O pesquisador explica que introduzir espécies em novos ambientes sem os devidos cuidados pode causar desequilíbrios, prejudicando a reprodução das plantas e, consequentemente, a produção de alimentos no campo e nas cidades, além de ameaçar espécies locais de abelhas e outros insetos.

As abelhas podem ainda levar consigo alguns parasitas que não são comuns a esse novo ambiente, com o risco de contaminar a fauna local. Além disso, as abelhas transportadas podem não se adaptar ao clima do novo local e morrer.

O que diz a lei

Carvalho ressalta que a criação de abelhas, mesmo em áreas urbanas, não é proibida e nem a sua comercialização, mas é necessário que os interessados tenham os devidos registros nos órgãos ambientais e que sejam tomados cuidados para evitar prejuízos à fauna e à flora local.

De acordo com a Resolução 496/2020 do Conselho Nacional do Meio Ambiente (Conama), a criação de abelhas-nativas-sem-ferrão deve ser “restrita à região geográfica de ocorrência natural das espécies” e é necessária autorização ambiental para a comercialização. Para transportá-las, é necessária a emissão de Guia de Transporte Animal (GTA), documento oficial de emissão obrigatória para o trânsito intradistrital e interestadual de animais.

“Eu vi no meu trabalho que a maioria dos vendedores comercializa até três colônias por anúncio. Então, são raros os que chamo no trabalho de vendedores regulares, ou seja, os profissionalizados, aqueles que fazem e sabem que estão fazendo errado e vendem muitas colônias”, explica Carvalho.

Para ele, além de ações por parte do governo, com fiscalizações e conscientização e ação conjunta da comunidade científica e da comunidade em geral, uma forma de combater o comércio ilegal é conscientizando os próprios criadores.

“Eu trabalho com meliponicultores há muitos anos, vejo que a lei veio e eles ainda não se adaptaram. Vejo que a principal forma é a educação dos meliponicultores para o problema, para que entendam que eles são as principais vítimas, porque as próprias colônias deles podem sofrer com a inclusão de parasitas no ambiente onde estão fazendo seus negócios. Trazer os meliponicultores para o nosso lado é muito importante”, defende o pesquisador.

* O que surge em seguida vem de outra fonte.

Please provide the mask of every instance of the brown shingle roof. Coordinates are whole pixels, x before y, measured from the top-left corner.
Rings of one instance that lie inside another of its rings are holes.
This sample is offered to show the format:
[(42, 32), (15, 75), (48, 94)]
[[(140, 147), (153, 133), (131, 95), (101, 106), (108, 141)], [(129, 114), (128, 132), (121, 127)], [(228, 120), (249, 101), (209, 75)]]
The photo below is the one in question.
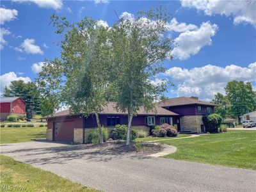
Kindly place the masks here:
[(159, 105), (161, 107), (168, 107), (168, 106), (184, 106), (184, 105), (190, 105), (190, 104), (201, 104), (205, 106), (215, 106), (216, 105), (207, 102), (200, 100), (195, 97), (177, 97), (168, 99), (164, 101), (160, 102)]
[[(116, 111), (115, 109), (116, 102), (109, 102), (103, 107), (103, 110), (99, 114), (115, 114), (115, 115), (125, 115), (127, 113), (124, 113), (120, 111)], [(138, 115), (179, 115), (175, 113), (165, 109), (160, 106), (156, 106), (155, 110), (147, 112), (143, 107), (140, 107), (138, 111)], [(70, 115), (69, 110), (64, 110), (53, 114), (52, 116), (49, 117), (44, 117), (44, 118), (49, 118), (52, 117), (63, 116)]]

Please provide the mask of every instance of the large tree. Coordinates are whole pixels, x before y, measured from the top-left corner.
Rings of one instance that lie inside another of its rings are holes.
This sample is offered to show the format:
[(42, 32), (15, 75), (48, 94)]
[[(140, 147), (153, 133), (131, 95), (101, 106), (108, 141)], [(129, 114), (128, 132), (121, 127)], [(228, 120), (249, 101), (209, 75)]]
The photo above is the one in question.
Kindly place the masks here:
[[(38, 81), (54, 83), (47, 89), (48, 92), (54, 90), (49, 95), (59, 93), (56, 97), (60, 103), (68, 106), (72, 113), (86, 116), (94, 113), (100, 142), (103, 143), (99, 113), (107, 97), (111, 55), (109, 29), (87, 17), (76, 24), (55, 15), (51, 19), (56, 33), (65, 35), (60, 43), (61, 58), (48, 62)], [(54, 68), (60, 69), (58, 72), (54, 72)]]
[(225, 90), (232, 117), (239, 118), (256, 109), (256, 93), (251, 83), (232, 81), (228, 83)]
[(12, 81), (9, 88), (4, 88), (3, 96), (20, 97), (26, 104), (28, 120), (30, 120), (36, 111), (40, 111), (40, 94), (35, 83), (25, 83), (22, 80)]
[(165, 34), (168, 19), (166, 10), (159, 7), (132, 19), (120, 19), (111, 28), (111, 86), (117, 108), (128, 113), (127, 145), (132, 118), (140, 107), (154, 109), (156, 97), (166, 90), (164, 81), (153, 84), (150, 80), (164, 72), (163, 61), (172, 59), (172, 40)]

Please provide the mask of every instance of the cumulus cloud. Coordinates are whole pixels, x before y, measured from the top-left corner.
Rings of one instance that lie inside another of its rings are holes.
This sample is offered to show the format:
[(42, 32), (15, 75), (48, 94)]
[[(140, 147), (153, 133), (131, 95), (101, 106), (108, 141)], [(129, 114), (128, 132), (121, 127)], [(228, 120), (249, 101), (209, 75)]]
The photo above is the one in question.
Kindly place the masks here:
[(181, 0), (183, 7), (195, 8), (207, 15), (220, 14), (234, 18), (234, 24), (250, 24), (256, 27), (255, 1), (223, 0)]
[(198, 27), (194, 24), (179, 22), (176, 18), (173, 18), (170, 22), (167, 23), (166, 27), (168, 31), (175, 32), (185, 32), (186, 31), (195, 30), (198, 28)]
[(99, 20), (97, 21), (97, 24), (99, 26), (103, 26), (104, 28), (108, 28), (108, 24), (106, 21), (103, 20)]
[(122, 13), (120, 17), (123, 18), (124, 19), (127, 19), (127, 20), (134, 20), (134, 15), (133, 14), (126, 12)]
[(215, 35), (218, 28), (216, 24), (208, 21), (194, 31), (180, 33), (175, 39), (176, 47), (172, 51), (172, 55), (179, 60), (186, 60), (197, 54), (203, 47), (211, 44), (211, 37)]
[(0, 50), (4, 49), (4, 45), (7, 44), (7, 42), (4, 39), (4, 36), (10, 34), (11, 34), (11, 32), (6, 29), (0, 28)]
[(94, 3), (95, 4), (98, 4), (100, 3), (106, 4), (106, 3), (109, 3), (109, 0), (94, 0)]
[(62, 0), (12, 0), (17, 3), (35, 3), (38, 6), (44, 8), (60, 10), (62, 8)]
[(256, 82), (256, 62), (248, 67), (230, 65), (225, 67), (207, 65), (191, 69), (172, 67), (166, 75), (177, 86), (178, 96), (198, 96), (209, 100), (217, 93), (225, 93), (227, 83), (232, 81)]
[(24, 82), (30, 82), (31, 79), (29, 77), (18, 77), (14, 72), (10, 72), (0, 76), (1, 87), (0, 92), (2, 93), (4, 87), (9, 87), (13, 81), (22, 80)]
[(0, 15), (0, 24), (3, 24), (6, 21), (10, 21), (16, 19), (16, 17), (18, 15), (18, 11), (1, 7)]
[(26, 38), (19, 47), (15, 47), (14, 49), (19, 52), (43, 54), (44, 52), (41, 50), (41, 48), (38, 45), (35, 45), (35, 39)]
[(35, 74), (40, 73), (42, 71), (42, 68), (44, 65), (45, 65), (44, 62), (39, 62), (37, 63), (34, 63), (31, 66), (31, 70)]

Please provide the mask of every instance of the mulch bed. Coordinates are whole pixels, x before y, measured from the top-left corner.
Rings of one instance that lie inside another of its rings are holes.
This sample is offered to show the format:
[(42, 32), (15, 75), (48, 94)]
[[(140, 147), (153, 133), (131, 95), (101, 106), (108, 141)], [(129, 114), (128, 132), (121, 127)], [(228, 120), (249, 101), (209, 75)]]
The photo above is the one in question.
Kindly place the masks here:
[[(140, 150), (136, 151), (136, 146), (140, 145)], [(150, 143), (143, 142), (131, 142), (131, 146), (127, 146), (126, 142), (123, 141), (108, 141), (103, 144), (86, 144), (86, 148), (99, 148), (101, 150), (111, 150), (116, 153), (138, 154), (143, 155), (150, 155), (159, 152), (163, 150), (163, 147), (160, 145), (156, 145)]]

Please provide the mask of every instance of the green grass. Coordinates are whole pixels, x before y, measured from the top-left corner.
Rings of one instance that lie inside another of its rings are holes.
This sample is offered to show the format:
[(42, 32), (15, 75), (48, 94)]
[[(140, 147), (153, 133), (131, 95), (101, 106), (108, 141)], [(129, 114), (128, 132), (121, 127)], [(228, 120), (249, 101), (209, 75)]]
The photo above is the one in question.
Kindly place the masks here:
[(256, 131), (229, 131), (159, 143), (177, 148), (165, 158), (256, 170)]
[(30, 141), (45, 139), (46, 127), (4, 127), (0, 128), (0, 143)]
[(177, 138), (184, 138), (190, 136), (190, 134), (179, 134), (178, 136), (175, 138), (168, 137), (168, 138), (158, 138), (158, 137), (147, 137), (144, 138), (136, 138), (136, 141), (152, 141), (154, 140), (166, 140), (166, 139), (175, 139)]
[(97, 191), (11, 157), (1, 155), (0, 158), (0, 191), (7, 186), (26, 191)]

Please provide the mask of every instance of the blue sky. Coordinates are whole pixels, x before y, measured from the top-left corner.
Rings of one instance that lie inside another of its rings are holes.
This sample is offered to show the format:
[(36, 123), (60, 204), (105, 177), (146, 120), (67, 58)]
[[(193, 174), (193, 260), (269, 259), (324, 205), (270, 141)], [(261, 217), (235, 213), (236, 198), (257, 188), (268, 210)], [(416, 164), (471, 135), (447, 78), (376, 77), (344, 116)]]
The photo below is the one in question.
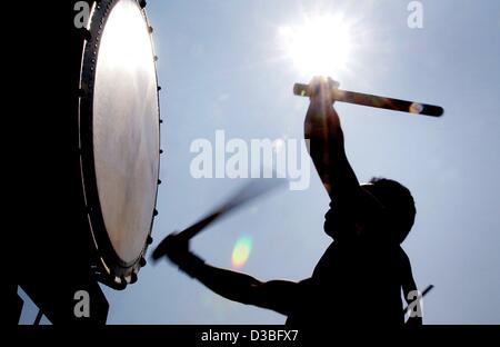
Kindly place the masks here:
[[(337, 105), (358, 178), (408, 186), (417, 220), (403, 248), (428, 324), (500, 323), (500, 3), (421, 1), (423, 28), (407, 26), (409, 1), (148, 1), (161, 91), (162, 148), (154, 245), (223, 200), (242, 180), (194, 179), (190, 143), (301, 138), (308, 102), (294, 82), (311, 76), (282, 57), (278, 31), (306, 14), (342, 13), (358, 33), (341, 88), (440, 105), (440, 119)], [(316, 172), (303, 191), (282, 189), (224, 219), (191, 247), (231, 266), (236, 241), (252, 250), (243, 271), (267, 280), (310, 276), (329, 245), (328, 197)], [(281, 324), (272, 311), (228, 301), (169, 262), (148, 265), (124, 291), (104, 288), (111, 324)], [(28, 305), (23, 320), (34, 319)]]

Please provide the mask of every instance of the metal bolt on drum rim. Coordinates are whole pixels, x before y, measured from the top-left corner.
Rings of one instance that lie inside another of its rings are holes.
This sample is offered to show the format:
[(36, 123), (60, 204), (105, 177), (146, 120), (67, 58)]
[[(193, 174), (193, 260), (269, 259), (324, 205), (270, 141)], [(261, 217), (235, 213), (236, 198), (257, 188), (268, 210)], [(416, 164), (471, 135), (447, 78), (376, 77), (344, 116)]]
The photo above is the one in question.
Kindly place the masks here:
[(143, 1), (98, 1), (87, 29), (79, 107), (82, 188), (96, 272), (122, 289), (137, 279), (156, 211), (156, 54)]

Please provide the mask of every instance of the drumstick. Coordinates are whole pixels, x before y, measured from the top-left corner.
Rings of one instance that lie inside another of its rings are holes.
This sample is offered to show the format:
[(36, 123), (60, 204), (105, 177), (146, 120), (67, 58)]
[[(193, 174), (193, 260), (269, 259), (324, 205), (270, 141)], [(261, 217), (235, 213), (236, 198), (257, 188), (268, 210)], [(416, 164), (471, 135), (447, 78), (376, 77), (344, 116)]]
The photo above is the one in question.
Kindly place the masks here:
[[(309, 85), (296, 83), (293, 86), (293, 93), (296, 96), (309, 97)], [(440, 117), (444, 112), (442, 107), (417, 101), (407, 101), (388, 97), (372, 96), (362, 92), (341, 90), (337, 88), (332, 89), (332, 93), (336, 101), (383, 108), (394, 111), (426, 115), (432, 117)]]
[[(201, 218), (190, 227), (180, 231), (177, 237), (184, 238), (187, 240), (197, 236), (200, 231), (207, 228), (214, 220), (234, 211), (244, 204), (260, 197), (270, 190), (277, 188), (283, 184), (286, 179), (266, 178), (266, 179), (252, 179), (249, 184), (241, 187), (234, 195), (228, 198), (222, 205), (216, 208), (212, 212)], [(164, 238), (154, 249), (152, 259), (158, 260), (166, 255), (167, 238)]]
[[(434, 288), (434, 286), (432, 286), (432, 285), (427, 286), (427, 288), (423, 289), (422, 295), (421, 295), (419, 298), (417, 298), (417, 300), (420, 301), (420, 300), (421, 300), (429, 291), (431, 291), (432, 288)], [(403, 314), (406, 315), (406, 314), (408, 313), (409, 309), (410, 309), (410, 305), (408, 305), (407, 307), (404, 307)]]

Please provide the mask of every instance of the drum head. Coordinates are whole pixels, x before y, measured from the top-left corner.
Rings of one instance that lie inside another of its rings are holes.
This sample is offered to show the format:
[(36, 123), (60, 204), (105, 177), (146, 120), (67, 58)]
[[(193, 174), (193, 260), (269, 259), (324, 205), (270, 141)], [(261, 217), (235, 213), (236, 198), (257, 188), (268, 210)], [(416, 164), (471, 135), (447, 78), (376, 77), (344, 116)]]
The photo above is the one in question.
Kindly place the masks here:
[(159, 102), (149, 24), (136, 0), (94, 6), (80, 102), (83, 189), (98, 256), (111, 277), (137, 272), (159, 176)]

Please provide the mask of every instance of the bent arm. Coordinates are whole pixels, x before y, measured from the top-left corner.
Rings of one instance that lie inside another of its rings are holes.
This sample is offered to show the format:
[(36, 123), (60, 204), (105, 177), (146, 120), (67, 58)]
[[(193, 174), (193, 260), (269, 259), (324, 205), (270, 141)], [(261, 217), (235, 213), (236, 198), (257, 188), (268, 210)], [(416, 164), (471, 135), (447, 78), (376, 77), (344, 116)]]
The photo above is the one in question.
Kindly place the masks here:
[(360, 189), (346, 156), (343, 132), (331, 98), (331, 81), (313, 79), (310, 87), (316, 91), (311, 93), (304, 120), (309, 153), (330, 198), (350, 199)]
[(232, 301), (272, 309), (286, 316), (291, 313), (298, 284), (287, 280), (261, 282), (242, 272), (207, 265), (193, 254), (190, 257), (190, 264), (181, 264), (180, 268), (213, 293)]

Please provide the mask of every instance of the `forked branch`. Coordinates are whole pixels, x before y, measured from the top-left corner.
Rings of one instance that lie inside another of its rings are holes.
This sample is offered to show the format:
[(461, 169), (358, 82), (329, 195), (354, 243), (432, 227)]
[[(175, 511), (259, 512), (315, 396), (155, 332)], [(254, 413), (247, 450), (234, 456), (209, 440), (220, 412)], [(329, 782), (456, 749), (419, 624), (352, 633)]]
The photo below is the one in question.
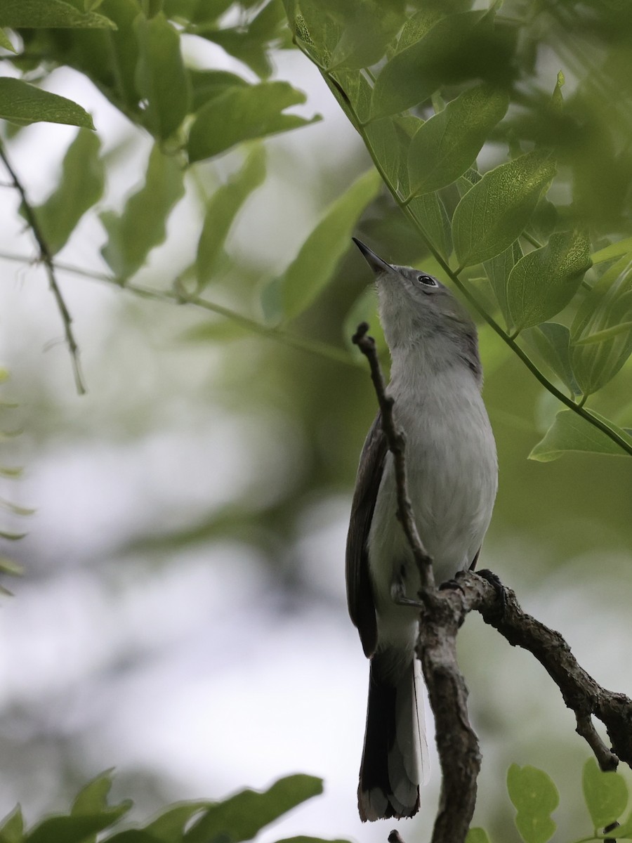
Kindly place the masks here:
[[(367, 357), (375, 385), (384, 433), (394, 455), (398, 518), (421, 571), (431, 564), (415, 524), (408, 496), (404, 438), (394, 420), (394, 400), (384, 387), (368, 325), (358, 326), (353, 341)], [(428, 697), (435, 717), (442, 784), (432, 843), (463, 843), (476, 804), (480, 769), (479, 741), (468, 717), (468, 690), (457, 663), (456, 640), (467, 615), (478, 611), (512, 647), (528, 650), (560, 689), (575, 713), (577, 733), (592, 749), (602, 770), (614, 770), (619, 760), (632, 767), (632, 700), (602, 688), (578, 663), (564, 638), (520, 608), (515, 593), (495, 577), (473, 571), (457, 575), (458, 588), (437, 590), (431, 571), (422, 580), (417, 657), (420, 659)], [(606, 727), (611, 746), (602, 740), (592, 717)], [(397, 840), (391, 832), (389, 840)]]

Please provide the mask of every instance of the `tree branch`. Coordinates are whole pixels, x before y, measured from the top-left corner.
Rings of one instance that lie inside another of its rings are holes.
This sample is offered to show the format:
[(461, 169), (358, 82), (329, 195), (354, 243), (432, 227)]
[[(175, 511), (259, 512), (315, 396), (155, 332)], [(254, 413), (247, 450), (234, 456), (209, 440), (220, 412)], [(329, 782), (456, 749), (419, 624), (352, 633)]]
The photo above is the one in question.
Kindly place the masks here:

Combate ao comércio ilegal

Em nota, o Mercado Livre diz que, conforme preveem os seus termos e condições de uso, é proibido o anúncio de espécies da flora e fauna em risco ou em extinção. A venda é proibida pela legislação ou pelas normas vigentes, assim como o anúncio de espécies de fauna silvestre. “Diante disso, assim que identificados, esses anúncios são excluídos e o vendedor notificado, podendo até ser banido definitivamente”.

A empresa informa ainda que combate proativamente “o mau uso de sua plataforma, que conta com tecnologia e equipes dedicadas para identificação e moderação dos conteúdos. Além disso, atua rapidamente diante de denúncias que podem ser feitas pelo poder público, por qualquer usuário diretamente nos anúncios ou por empresas que integram seu programa de proteção à propriedade intelectual”.

A nota acrescenta que o Mercado Livre não é responsável pelo conteúdo gerado por terceiros, conforme prevê o Marco Civil da Internet e a jurisprudência consolidada do Superior Tribunal de Justiça (STJ) para plataformas de intermediação, mas que mesmo assim, atua no combate à venda de produtos proibidos e auxilia as autoridades na investigação de irregularidades.

O Instituto Brasileiro do Meio Ambiente e dos Recursos Naturais Renováveis (Ibama) foi procurado, mas não se posicionou até o fechamento desta matéria.